Некоторые исследователи полагают, что те немногие данные, которые имеются о Сапожникове, глубоко противоречивы. С одной стороны, купец имел тесные связи с декабристами и разделял их взгляды, выражал недовольство существующим положением в России, но с другой, «невзирая на сочувствие» к тайному обществу, одновременно дал совет Ростовцеву «раскрыть заговор» Николаю I. Так, А.П. Банников считает, что перед нами результат «сложной игры», которую вел на допросах Штейнгейль, автор показаний о Сапожникове, чтобы вывести его «из под удара» и оградить от преследования.

Однако противоречие здесь кажущееся. Если считать письмо Ростовцева не доносом, а средством давления на великого князя - задуманного с той же целью, с которой члены тайного общества осуществили открытое выступление, - то Сапожников (вместе с Ростовцевым) оказывается единомышленником своих товарищей по декабристскому обществу. Но самое важное, что явствует из комплекса свидетельств о Сапожникове, заключается в том, что замысел визита Ростовцева был тесно связан с интересами, практическими намерениями и планами заговорщиков.

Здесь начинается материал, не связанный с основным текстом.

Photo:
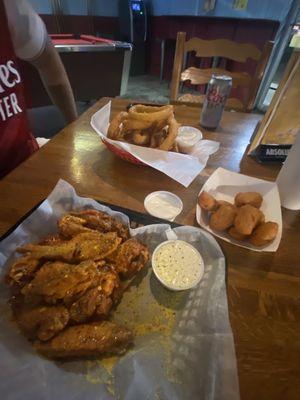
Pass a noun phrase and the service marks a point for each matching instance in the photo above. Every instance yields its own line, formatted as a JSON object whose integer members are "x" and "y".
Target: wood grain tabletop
{"x": 263, "y": 288}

Инициатива «демарша» 12 декабря исходила, согласно этим свидетельствам, из кругов, не просто близких к тайному обществу и разделявших политические взгляды его участников, но и непосредственно вошедших в ряды заговорщиков (Ростовцев, Сапожников).

20

3. Николай I и Ростовцев. Свидетельства и отзывы о «демарше» Ростовцева. Объективные последствия акции 12 декабря

Кроме самого Ростовцева, казненного Рылеева, Оболенского, а также императора Николая I, фактически больше никто достоверно не знал ни о содержании встречи 12 декабря и состоявшегося разговора между подпоручиком и будущим императором, ни о причинах появления Ростовцева в Зимнем дворце. Все прочие судили об этом из вторых рук, в пересказах действующих лиц, излагавших ту или иную версию событий. К сожалению, второй участник встречи 12 декабря 1825 г. не оставил подробного описания и развернутых оценок этого эпизода междуцарствия. Как известно, помета «Прибавить о Ростовцеве» была сделана между строк воспоминаний императора - видимо, не одновременно с основным текстом, - однако прибавить что-либо к написанному Николай I не захотел.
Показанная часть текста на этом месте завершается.